✅ This article has been medically reviewed by: Dr. Amita Fotedar, Ph.D., and Dr. Kate Sołdaj, M.D.
Sleep deprivation is a common problem in modern society, resulting in many health issues. It happens when an individual experiences disruption in sleep patterns by staying awake due to various reasons. Kids, adults, and seniors are all vulnerable to the impacts of sleep deprivation.
Sleep loss drastically affects your physical wellbeing, mental health, memory, mood, etc. in far-reaching and surprising ways.

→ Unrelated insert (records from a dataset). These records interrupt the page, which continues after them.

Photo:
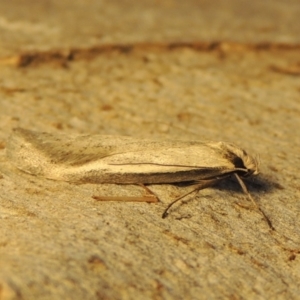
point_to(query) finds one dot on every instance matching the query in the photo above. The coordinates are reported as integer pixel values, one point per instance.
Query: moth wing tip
(165, 214)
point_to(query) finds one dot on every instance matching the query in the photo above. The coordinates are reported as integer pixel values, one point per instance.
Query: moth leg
(150, 197)
(245, 190)
(149, 192)
(200, 186)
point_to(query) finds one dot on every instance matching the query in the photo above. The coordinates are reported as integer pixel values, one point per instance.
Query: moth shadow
(255, 185)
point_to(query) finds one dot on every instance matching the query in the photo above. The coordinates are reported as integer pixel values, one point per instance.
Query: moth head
(242, 160)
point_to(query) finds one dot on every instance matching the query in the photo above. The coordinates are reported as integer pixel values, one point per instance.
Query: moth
(127, 160)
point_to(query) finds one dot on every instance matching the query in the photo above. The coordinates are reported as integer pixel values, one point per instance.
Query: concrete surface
(196, 70)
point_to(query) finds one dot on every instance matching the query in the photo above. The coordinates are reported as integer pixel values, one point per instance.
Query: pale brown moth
(126, 160)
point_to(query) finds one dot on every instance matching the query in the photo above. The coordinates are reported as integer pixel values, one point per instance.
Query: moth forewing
(126, 160)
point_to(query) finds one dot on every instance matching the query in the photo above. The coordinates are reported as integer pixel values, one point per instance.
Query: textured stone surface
(57, 242)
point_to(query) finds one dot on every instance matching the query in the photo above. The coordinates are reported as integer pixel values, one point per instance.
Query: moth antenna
(245, 190)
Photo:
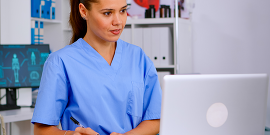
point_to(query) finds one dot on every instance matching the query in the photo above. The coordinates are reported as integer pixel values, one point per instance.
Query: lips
(116, 31)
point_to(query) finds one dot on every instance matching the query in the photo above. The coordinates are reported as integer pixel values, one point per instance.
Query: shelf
(151, 21)
(165, 66)
(46, 20)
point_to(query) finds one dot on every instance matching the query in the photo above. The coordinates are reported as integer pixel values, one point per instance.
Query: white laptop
(232, 104)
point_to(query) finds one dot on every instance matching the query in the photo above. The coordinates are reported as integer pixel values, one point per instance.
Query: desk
(19, 121)
(22, 117)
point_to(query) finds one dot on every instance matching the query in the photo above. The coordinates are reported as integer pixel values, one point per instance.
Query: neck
(104, 48)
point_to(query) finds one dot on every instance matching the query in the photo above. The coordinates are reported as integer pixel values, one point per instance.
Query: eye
(124, 10)
(107, 13)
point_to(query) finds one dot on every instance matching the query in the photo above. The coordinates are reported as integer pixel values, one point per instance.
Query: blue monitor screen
(21, 66)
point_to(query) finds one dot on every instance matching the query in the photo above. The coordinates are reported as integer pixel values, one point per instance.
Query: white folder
(138, 37)
(147, 47)
(166, 47)
(155, 42)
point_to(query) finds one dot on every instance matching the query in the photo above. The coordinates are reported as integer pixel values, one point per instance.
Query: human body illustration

Occasional alterations in sleep patterns are usually not a matter of concern. Yet, continued inadequacy of sleep can result in low productivity, lack of focus, excessive daytime sleepiness, obesity, emotional complexities, poor job performance, and a reduced perception of quality of life. A few preventive measures and a certain amount of care and attention should be taken to prevent ongoing sleep deprivation in people of all age groups.
What is Sleep Deprivation?
Insufficient sleep or sleeplessness when we do not get adequate sleep to feel alert and rested is termed as sleep deprivation. It is a serious disorder that impacts our quality of life, drains our health, happiness, and financial resources.
A chronic sleep-restricted state can result in clumsiness, costly diseases, acute fatigue, daytime sleepiness, and increased appetite thus causing obesity. It could also result in workplace absenteeism and accidents.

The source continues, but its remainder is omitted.